BRAZOS COUNTY- According to a study published by Texas A&M’s Real Estate Center, the senior population in Texas will more than double by 2050, making senior housing options a serious concern.
"Beginning in 2011, the baby boomer generation started to retire. That population will continue to retire until 2029 and will make a significant impact on housing in Texas,” says Michael Cline, a co-author of the study.
Here in Bryan- College Station real estate agents say what were once game day homes, are now becoming permanent residents. The Traditions at Texas A&M, is seeing a large increase in older home buyers and is building homes to more easily accommodate those with disabilities - wide walkways, lower appliances, and yards with less maintenance.

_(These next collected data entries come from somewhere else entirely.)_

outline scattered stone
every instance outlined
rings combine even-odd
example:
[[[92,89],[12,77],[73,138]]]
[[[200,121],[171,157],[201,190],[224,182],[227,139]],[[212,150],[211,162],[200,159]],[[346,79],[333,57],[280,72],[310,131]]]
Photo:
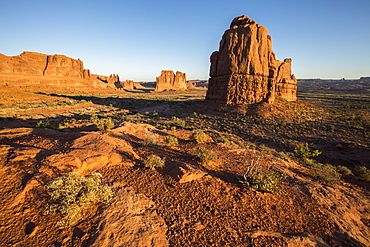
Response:
[[[179,183],[187,183],[197,179],[200,179],[207,175],[206,172],[197,169],[196,167],[181,163],[179,166],[174,168],[170,174],[179,182]]]
[[[246,15],[232,21],[210,59],[207,101],[236,105],[273,103],[275,95],[297,99],[292,59],[276,60],[267,28]]]

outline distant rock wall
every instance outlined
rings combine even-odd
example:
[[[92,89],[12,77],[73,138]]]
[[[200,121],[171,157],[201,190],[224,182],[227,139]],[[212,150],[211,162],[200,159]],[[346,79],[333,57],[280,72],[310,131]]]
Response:
[[[122,88],[122,89],[134,89],[135,88],[135,82],[133,80],[119,81],[115,85],[117,88]]]
[[[164,90],[187,90],[186,74],[172,70],[162,70],[161,75],[157,77],[155,90],[156,92]]]
[[[231,22],[210,60],[207,101],[233,105],[273,103],[275,95],[297,99],[292,60],[276,60],[267,28],[248,16]]]
[[[89,75],[80,59],[26,51],[13,57],[0,54],[0,73],[75,78]]]
[[[0,53],[0,83],[21,85],[50,85],[63,87],[121,87],[119,76],[94,75],[84,69],[80,59],[64,55],[23,52],[18,56]]]

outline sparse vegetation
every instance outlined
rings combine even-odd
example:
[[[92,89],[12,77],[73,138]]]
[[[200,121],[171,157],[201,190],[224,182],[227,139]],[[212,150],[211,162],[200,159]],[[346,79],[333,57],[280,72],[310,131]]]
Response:
[[[155,133],[148,133],[143,140],[144,147],[151,147],[157,145],[158,143],[158,135]]]
[[[197,143],[205,143],[209,141],[210,137],[204,131],[198,130],[192,133],[190,139],[196,141]]]
[[[286,178],[286,174],[273,171],[271,167],[263,171],[260,163],[262,155],[262,153],[260,155],[255,155],[254,158],[248,162],[245,150],[244,165],[246,166],[246,171],[240,182],[257,190],[281,193],[282,190],[279,188],[278,183],[281,179]]]
[[[169,147],[174,147],[179,145],[179,140],[177,139],[176,136],[165,136],[163,138],[164,143],[166,143],[167,146]]]
[[[200,162],[203,164],[207,164],[211,161],[217,160],[216,152],[208,150],[205,147],[195,148],[194,154],[199,158]]]
[[[42,128],[42,129],[57,129],[58,126],[52,124],[49,120],[46,121],[38,121],[35,125],[35,128]]]
[[[244,183],[257,190],[281,193],[281,189],[278,188],[278,182],[283,178],[286,178],[286,175],[283,173],[275,171],[256,171],[254,174],[245,177]]]
[[[322,152],[319,150],[311,151],[309,144],[299,143],[298,147],[294,149],[294,154],[298,158],[309,158],[309,157],[316,157],[319,156]]]
[[[100,130],[109,130],[114,128],[114,122],[111,117],[107,118],[96,118],[95,119],[95,125]]]
[[[314,177],[326,183],[335,183],[340,181],[341,174],[338,172],[335,166],[330,164],[315,163],[314,168]]]
[[[144,161],[144,166],[149,169],[163,168],[165,165],[166,158],[161,158],[155,154],[149,155],[149,157]]]
[[[87,207],[100,203],[109,203],[112,190],[102,184],[101,174],[93,173],[84,177],[76,172],[54,179],[47,188],[50,190],[50,202],[46,213],[64,215],[59,225],[75,225],[87,213]]]
[[[353,174],[361,180],[370,182],[370,170],[366,166],[356,166]]]
[[[336,169],[337,172],[339,172],[342,175],[352,175],[352,171],[346,166],[339,165],[336,167]]]

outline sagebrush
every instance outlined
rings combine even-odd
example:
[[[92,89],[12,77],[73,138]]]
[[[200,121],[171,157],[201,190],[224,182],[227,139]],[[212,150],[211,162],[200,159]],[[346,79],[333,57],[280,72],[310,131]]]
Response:
[[[165,165],[165,158],[161,158],[158,155],[151,154],[149,157],[144,161],[144,166],[149,169],[156,169],[156,168],[163,168]]]
[[[163,141],[166,143],[169,147],[174,147],[179,145],[179,140],[176,136],[165,136],[163,138]]]
[[[217,160],[217,153],[212,150],[208,150],[205,147],[195,148],[194,154],[198,156],[200,162],[203,164]]]
[[[71,172],[54,179],[47,185],[50,201],[46,206],[46,213],[63,214],[64,218],[59,225],[70,226],[84,217],[89,206],[109,203],[113,192],[102,184],[101,177],[100,173],[84,177]]]

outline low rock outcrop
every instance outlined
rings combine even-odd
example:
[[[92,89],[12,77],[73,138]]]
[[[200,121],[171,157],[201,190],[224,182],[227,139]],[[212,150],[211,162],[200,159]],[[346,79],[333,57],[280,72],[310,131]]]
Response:
[[[161,75],[157,77],[154,91],[164,90],[187,90],[186,74],[180,71],[175,74],[172,70],[162,70]]]
[[[273,103],[275,95],[297,99],[292,59],[276,60],[267,28],[236,17],[211,55],[206,100],[223,104]]]

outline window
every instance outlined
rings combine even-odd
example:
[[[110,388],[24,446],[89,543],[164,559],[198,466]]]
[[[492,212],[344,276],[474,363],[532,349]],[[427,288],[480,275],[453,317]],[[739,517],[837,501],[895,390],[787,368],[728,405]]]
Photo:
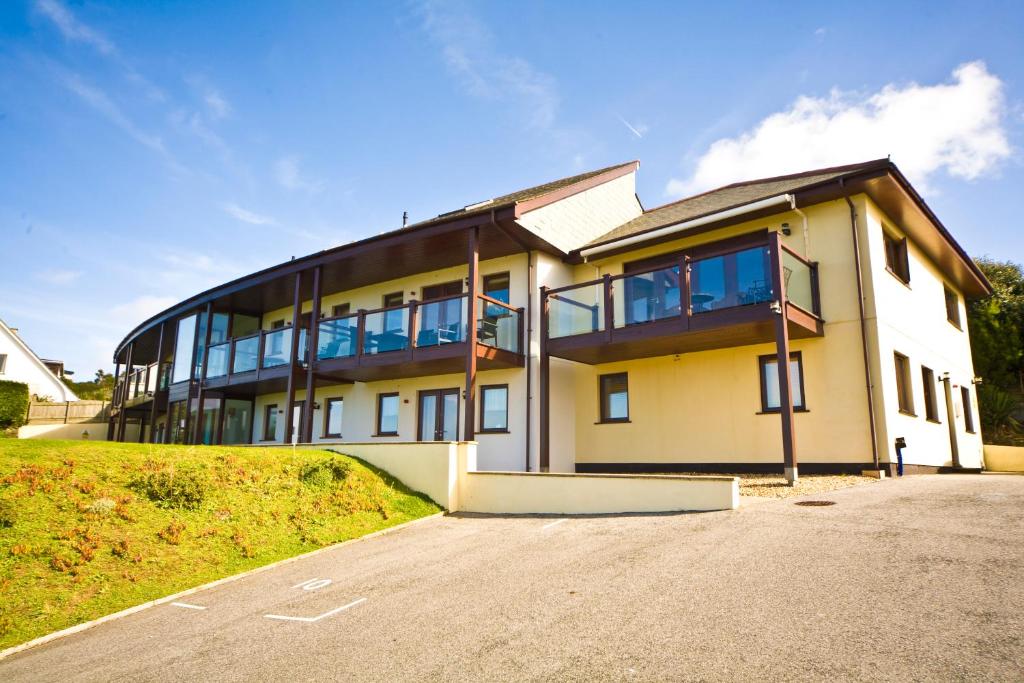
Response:
[[[777,413],[782,410],[779,391],[778,356],[761,356],[761,412]],[[793,396],[793,410],[807,410],[804,402],[804,363],[799,351],[789,354],[789,391]]]
[[[277,438],[277,405],[270,404],[263,408],[263,440],[273,441]]]
[[[949,287],[943,285],[942,287],[946,294],[946,320],[953,323],[953,325],[959,330],[960,327],[960,297]]]
[[[509,302],[509,282],[508,273],[484,275],[484,294],[507,304]]]
[[[0,375],[4,374],[7,369],[7,354],[0,353]]]
[[[924,416],[932,422],[939,421],[939,404],[935,398],[935,373],[931,368],[921,366],[921,383],[924,385]]]
[[[893,237],[887,232],[882,233],[885,242],[885,268],[900,279],[903,284],[910,283],[910,262],[907,260],[907,240]]]
[[[270,329],[272,329],[272,330],[279,330],[282,327],[284,327],[284,319],[283,318],[281,320],[275,320],[272,323],[270,323]]]
[[[331,306],[331,317],[332,318],[340,318],[342,316],[346,316],[346,315],[349,314],[349,312],[351,310],[352,310],[352,304],[349,304],[349,303],[334,304],[333,306]]]
[[[377,394],[377,433],[398,436],[398,394]]]
[[[508,431],[508,385],[480,387],[480,431]]]
[[[403,332],[405,327],[406,311],[395,308],[396,306],[401,306],[404,302],[405,297],[402,292],[392,292],[391,294],[384,295],[384,308],[392,309],[384,313],[384,332],[398,332],[403,336],[408,334],[408,330]]]
[[[974,433],[974,412],[971,410],[971,390],[960,387],[960,400],[964,404],[964,428],[969,434]]]
[[[601,375],[601,422],[629,422],[629,376]]]
[[[899,399],[900,412],[905,415],[914,415],[914,389],[910,383],[910,359],[899,352],[894,353],[893,357],[896,362],[896,396]]]
[[[391,294],[384,295],[382,305],[384,308],[394,308],[395,306],[401,306],[404,303],[404,292],[392,292]]]
[[[341,414],[344,399],[329,398],[324,404],[324,436],[329,439],[341,438]]]
[[[424,301],[443,299],[446,296],[456,296],[459,294],[462,294],[462,280],[442,282],[439,285],[426,285],[422,290]]]

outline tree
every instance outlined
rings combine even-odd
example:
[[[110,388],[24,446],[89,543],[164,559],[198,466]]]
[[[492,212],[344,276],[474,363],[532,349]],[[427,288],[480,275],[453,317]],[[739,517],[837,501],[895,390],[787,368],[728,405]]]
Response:
[[[65,377],[64,384],[83,401],[109,401],[114,396],[114,376],[103,370],[97,370],[96,379],[91,382],[74,382]]]

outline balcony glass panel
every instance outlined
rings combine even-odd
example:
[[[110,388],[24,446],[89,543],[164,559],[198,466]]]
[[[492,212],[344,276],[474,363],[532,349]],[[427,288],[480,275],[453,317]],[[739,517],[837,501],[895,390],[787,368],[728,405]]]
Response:
[[[309,358],[309,330],[305,327],[300,327],[299,346],[295,349],[295,360],[301,365],[305,365],[307,358]]]
[[[260,353],[259,335],[236,339],[235,358],[231,363],[231,372],[252,372],[256,369],[256,359]]]
[[[196,316],[178,321],[174,344],[174,372],[172,382],[184,382],[192,371],[192,350],[196,343]]]
[[[231,343],[224,342],[223,344],[216,344],[210,346],[210,350],[207,353],[206,367],[206,378],[212,377],[223,377],[228,374],[228,356],[231,351]]]
[[[420,304],[417,312],[416,346],[440,346],[466,341],[465,296]]]
[[[640,273],[613,285],[615,327],[674,318],[680,314],[679,266]]]
[[[694,261],[690,270],[694,315],[771,301],[770,271],[767,247]]]
[[[375,355],[409,348],[409,307],[392,308],[366,315],[363,353]]]
[[[782,251],[782,278],[786,289],[786,301],[809,313],[817,313],[814,310],[814,296],[811,293],[811,267],[788,251]]]
[[[349,358],[356,355],[356,334],[359,330],[359,316],[325,320],[320,323],[316,340],[316,357],[319,360]]]
[[[603,284],[582,285],[548,297],[548,336],[552,339],[603,329]]]
[[[287,365],[291,348],[292,328],[281,327],[273,332],[267,332],[263,337],[262,367],[275,368],[279,365]]]
[[[480,299],[476,339],[486,346],[519,353],[519,311]]]
[[[157,387],[157,374],[160,370],[159,363],[149,366],[149,376],[146,378],[146,393],[155,394]]]

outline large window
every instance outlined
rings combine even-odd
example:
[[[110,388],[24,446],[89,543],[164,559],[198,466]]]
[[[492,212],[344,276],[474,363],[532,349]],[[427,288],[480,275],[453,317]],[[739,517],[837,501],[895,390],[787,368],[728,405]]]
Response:
[[[761,356],[761,412],[777,413],[782,410],[779,389],[778,356]],[[793,410],[807,410],[804,401],[804,361],[799,351],[789,354],[789,390],[793,396]]]
[[[4,374],[7,370],[7,354],[0,353],[0,375]]]
[[[192,371],[192,351],[196,343],[196,316],[178,321],[178,334],[174,342],[174,371],[171,382],[184,382]]]
[[[900,412],[914,415],[914,389],[910,382],[910,359],[898,351],[893,354],[896,364],[896,397]]]
[[[910,261],[907,257],[907,240],[882,233],[885,242],[885,268],[904,284],[910,283]]]
[[[973,434],[974,411],[971,409],[971,390],[967,387],[960,387],[960,400],[964,404],[964,428]]]
[[[951,322],[956,328],[960,327],[960,297],[949,287],[943,285],[942,289],[946,295],[946,320]]]
[[[263,408],[263,440],[277,439],[277,405],[270,404]]]
[[[331,306],[331,317],[341,318],[342,316],[348,315],[351,310],[352,304],[350,303],[334,304],[333,306]]]
[[[224,399],[222,444],[249,443],[252,438],[252,401]]]
[[[480,431],[508,431],[508,385],[480,387]]]
[[[341,415],[345,401],[341,398],[329,398],[324,404],[324,437],[341,438]]]
[[[508,273],[484,275],[484,296],[489,296],[506,304],[509,303],[510,282],[511,278]],[[501,306],[488,304],[484,307],[484,315],[507,315],[507,312]]]
[[[377,433],[398,436],[398,394],[377,394]]]
[[[939,421],[939,403],[935,394],[935,373],[931,368],[921,366],[921,384],[924,387],[924,416],[932,422]]]
[[[625,372],[601,375],[601,422],[629,422],[629,376]]]

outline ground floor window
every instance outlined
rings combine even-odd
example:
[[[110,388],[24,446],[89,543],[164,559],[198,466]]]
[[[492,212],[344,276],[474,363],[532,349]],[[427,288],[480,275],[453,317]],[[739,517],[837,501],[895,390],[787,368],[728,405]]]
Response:
[[[924,385],[924,416],[932,422],[939,421],[939,403],[935,394],[935,373],[931,368],[921,366],[921,384]]]
[[[480,431],[508,431],[508,385],[480,387]]]
[[[228,398],[224,400],[224,426],[220,442],[225,445],[249,443],[252,434],[252,402]]]
[[[324,436],[328,439],[341,438],[341,415],[345,401],[341,398],[329,398],[324,404]]]
[[[185,401],[175,401],[167,411],[169,443],[185,443]]]
[[[964,428],[973,434],[974,413],[971,411],[971,390],[967,387],[960,387],[960,399],[964,404]]]
[[[263,408],[263,440],[273,441],[277,438],[277,404]]]
[[[398,394],[377,394],[376,436],[398,436]]]
[[[629,375],[617,372],[601,375],[601,422],[629,422]]]
[[[899,351],[893,353],[896,364],[896,397],[900,412],[914,415],[914,391],[910,383],[910,359]]]
[[[761,356],[761,412],[777,413],[782,410],[779,389],[778,356]],[[793,410],[807,410],[804,401],[804,361],[799,351],[789,354],[789,387],[793,395]]]

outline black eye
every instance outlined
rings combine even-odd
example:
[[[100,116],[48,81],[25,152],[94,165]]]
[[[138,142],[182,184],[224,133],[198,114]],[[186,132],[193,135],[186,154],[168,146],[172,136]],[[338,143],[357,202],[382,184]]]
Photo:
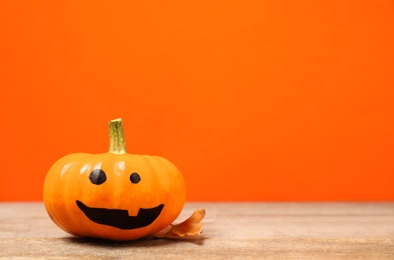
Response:
[[[133,172],[133,173],[130,175],[130,181],[131,181],[132,183],[139,183],[140,180],[141,180],[141,177],[140,177],[140,175],[139,175],[138,173]]]
[[[93,184],[100,185],[107,180],[107,176],[103,170],[94,169],[89,175],[89,180]]]

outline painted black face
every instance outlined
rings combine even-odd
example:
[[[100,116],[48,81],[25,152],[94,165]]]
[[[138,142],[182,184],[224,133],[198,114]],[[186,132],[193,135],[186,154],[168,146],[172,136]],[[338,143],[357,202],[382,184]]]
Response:
[[[107,177],[103,170],[95,169],[90,173],[89,180],[92,184],[101,185],[107,180]],[[141,177],[138,173],[134,172],[130,175],[131,183],[137,184],[140,181]],[[160,215],[164,207],[164,204],[160,204],[154,208],[140,208],[137,216],[129,216],[128,211],[124,209],[91,208],[79,200],[76,203],[79,209],[91,221],[123,230],[150,225]]]

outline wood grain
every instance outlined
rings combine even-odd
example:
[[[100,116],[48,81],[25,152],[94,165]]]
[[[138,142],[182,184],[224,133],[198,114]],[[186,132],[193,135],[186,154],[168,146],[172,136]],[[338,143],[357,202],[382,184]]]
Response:
[[[0,258],[394,259],[394,203],[188,203],[191,239],[111,242],[55,226],[42,203],[0,203]]]

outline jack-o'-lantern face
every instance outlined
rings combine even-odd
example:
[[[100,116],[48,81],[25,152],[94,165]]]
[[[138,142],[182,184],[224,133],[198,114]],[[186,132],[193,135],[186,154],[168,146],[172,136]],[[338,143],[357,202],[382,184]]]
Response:
[[[52,220],[71,234],[131,240],[176,219],[185,185],[179,170],[162,157],[70,154],[49,170],[44,202]]]
[[[89,180],[95,185],[101,185],[106,180],[106,173],[102,169],[95,169],[89,175]],[[137,184],[141,181],[138,173],[130,175],[130,182]],[[85,205],[82,201],[76,201],[78,207],[93,222],[108,225],[119,229],[135,229],[150,225],[160,215],[164,204],[154,208],[140,208],[136,216],[129,216],[125,209],[94,208]]]

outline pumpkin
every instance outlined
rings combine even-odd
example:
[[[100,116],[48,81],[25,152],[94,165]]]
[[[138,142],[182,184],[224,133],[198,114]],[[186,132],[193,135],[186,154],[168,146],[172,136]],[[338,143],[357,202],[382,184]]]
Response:
[[[48,215],[76,236],[120,241],[160,234],[185,203],[180,171],[162,157],[126,153],[121,119],[109,122],[109,133],[107,153],[69,154],[49,169]]]

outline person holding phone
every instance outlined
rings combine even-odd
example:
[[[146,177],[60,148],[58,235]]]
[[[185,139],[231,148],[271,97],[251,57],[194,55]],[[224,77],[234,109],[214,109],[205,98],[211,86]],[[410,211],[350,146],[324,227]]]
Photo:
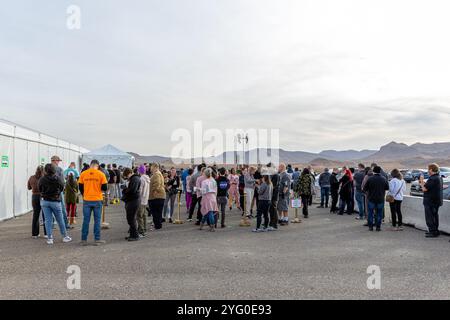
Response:
[[[428,166],[430,178],[425,182],[423,175],[419,178],[420,186],[423,190],[423,206],[425,209],[425,221],[428,232],[427,238],[439,237],[439,208],[443,203],[443,181],[439,176],[439,166],[432,163]]]

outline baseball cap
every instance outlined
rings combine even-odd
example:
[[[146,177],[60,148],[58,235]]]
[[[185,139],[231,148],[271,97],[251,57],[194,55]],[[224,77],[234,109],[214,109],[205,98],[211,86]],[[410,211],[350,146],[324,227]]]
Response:
[[[58,156],[53,156],[51,160],[52,161],[62,161],[62,159]]]

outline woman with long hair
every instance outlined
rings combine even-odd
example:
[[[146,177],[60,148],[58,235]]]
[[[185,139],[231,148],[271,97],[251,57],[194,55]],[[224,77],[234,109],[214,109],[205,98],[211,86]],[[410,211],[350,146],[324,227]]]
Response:
[[[241,208],[241,201],[239,195],[239,176],[236,174],[236,169],[232,168],[230,174],[228,175],[228,180],[230,181],[230,190],[228,191],[229,207],[230,211],[233,209],[233,202],[236,204],[238,209]]]
[[[201,183],[202,203],[201,214],[202,220],[200,222],[200,230],[207,222],[209,224],[209,230],[215,231],[216,224],[216,212],[219,211],[217,205],[217,182],[213,178],[213,169],[207,168],[203,172],[205,177]]]
[[[39,191],[42,196],[41,206],[45,215],[45,228],[48,239],[47,244],[53,245],[53,218],[59,226],[59,231],[63,237],[63,242],[71,242],[72,238],[67,233],[64,223],[63,210],[61,204],[61,194],[64,190],[64,181],[56,175],[57,167],[54,164],[46,164],[44,176],[39,179]]]
[[[344,215],[345,207],[347,207],[347,214],[351,215],[353,213],[352,209],[352,194],[353,194],[353,174],[352,172],[345,168],[344,176],[339,180],[341,189],[339,191],[340,205],[339,205],[339,215]]]
[[[78,182],[74,175],[69,173],[64,190],[64,199],[66,200],[67,216],[71,226],[77,223],[75,221],[75,213],[77,211],[78,191]]]
[[[173,215],[175,213],[175,200],[177,199],[178,191],[181,188],[181,179],[177,174],[177,169],[172,168],[167,175],[166,182],[166,201],[164,203],[164,217],[166,221],[168,217],[169,223],[173,223]],[[170,209],[169,209],[170,207]]]
[[[388,195],[394,197],[394,202],[390,202],[392,216],[392,227],[394,231],[403,230],[402,225],[402,202],[403,195],[406,192],[406,182],[403,180],[403,175],[400,170],[394,169],[391,172],[392,180],[389,181]]]
[[[33,239],[39,238],[39,217],[41,215],[41,193],[39,191],[39,180],[44,175],[44,167],[39,166],[36,173],[28,179],[28,190],[31,190],[31,205],[33,206],[33,222],[31,225],[31,236]],[[44,219],[44,214],[42,214]],[[44,222],[44,235],[47,236]]]

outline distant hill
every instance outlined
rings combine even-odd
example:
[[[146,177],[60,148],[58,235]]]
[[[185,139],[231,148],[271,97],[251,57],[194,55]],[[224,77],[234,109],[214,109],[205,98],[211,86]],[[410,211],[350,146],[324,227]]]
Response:
[[[402,160],[420,157],[422,154],[415,148],[404,143],[390,142],[380,148],[380,151],[366,157],[374,160]]]
[[[426,167],[430,162],[437,162],[441,165],[450,166],[450,143],[415,143],[408,146],[404,143],[392,141],[379,150],[324,150],[320,153],[311,153],[305,151],[288,151],[283,149],[267,150],[254,149],[245,152],[245,159],[248,159],[252,164],[256,162],[266,163],[267,155],[270,152],[278,152],[280,162],[286,164],[306,165],[311,164],[317,167],[339,167],[345,164],[356,165],[358,162],[369,164],[369,162],[377,162],[384,164],[386,168],[421,168]],[[136,158],[137,163],[152,163],[158,162],[165,165],[173,164],[169,157],[163,156],[141,156],[139,154],[129,152]],[[240,159],[242,153],[227,151],[216,157],[206,159],[194,159],[194,163],[206,161],[207,163],[223,164],[225,161],[228,164],[235,163],[236,159]],[[177,160],[177,159],[175,159]],[[178,159],[180,160],[180,159]],[[191,160],[184,160],[184,165],[191,163]],[[254,162],[254,163],[253,163]]]
[[[440,142],[440,143],[415,143],[411,145],[421,154],[426,154],[433,157],[449,157],[450,156],[450,142]]]
[[[450,158],[450,143],[415,143],[406,145],[404,143],[390,142],[382,146],[380,150],[365,159],[383,160],[412,160]]]
[[[367,158],[373,154],[375,154],[377,150],[345,150],[345,151],[336,151],[336,150],[324,150],[319,153],[319,156],[338,161],[347,161],[347,160],[358,160]]]
[[[163,157],[163,156],[141,156],[140,154],[134,153],[134,152],[127,152],[131,154],[135,159],[136,163],[143,164],[143,163],[172,163],[172,160],[169,157]]]
[[[309,164],[314,168],[339,168],[345,165],[345,163],[341,161],[324,158],[314,159]]]

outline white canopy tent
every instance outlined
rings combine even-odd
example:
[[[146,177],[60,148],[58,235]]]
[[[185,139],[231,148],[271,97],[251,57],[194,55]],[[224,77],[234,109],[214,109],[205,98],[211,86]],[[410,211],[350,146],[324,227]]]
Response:
[[[28,178],[38,165],[62,158],[62,168],[71,162],[79,166],[81,155],[89,150],[0,119],[0,221],[32,210]]]
[[[108,144],[100,149],[83,154],[83,163],[91,163],[92,160],[98,160],[104,164],[117,164],[118,166],[131,168],[134,163],[134,157],[116,147]]]

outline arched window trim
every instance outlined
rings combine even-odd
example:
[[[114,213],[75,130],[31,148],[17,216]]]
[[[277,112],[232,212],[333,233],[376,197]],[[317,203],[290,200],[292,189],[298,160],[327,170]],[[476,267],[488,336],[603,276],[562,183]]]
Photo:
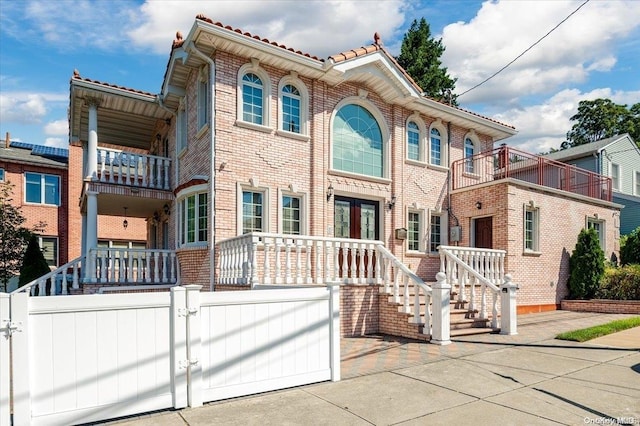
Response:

"We are seeing retirees wanting to come back to Bryan. Come back to College station. Go to baseball games, football games. Go to all kinds of events. The Bush Library has great activities and it's a great retiree town,” says Spencer Clements, a principal at Traditions Club.
The Traditions will also soon be building a senior community with individual and assisted living options. The Brazos Valley is also continuing to provide more programs based on senior needs.
"When we first started we were basically a meals program, now we have evidence based programs, we have computer programs, we have programs in education provided to seniors that meets there needs,” says Ronnie Gipson, the program manager at the Area Agency on Aging.
Although Bryan and College Station’s senior population does expect to see some growth, Texas A&M’s study shows that the largest increase in seniors will be in large metropolitan areas.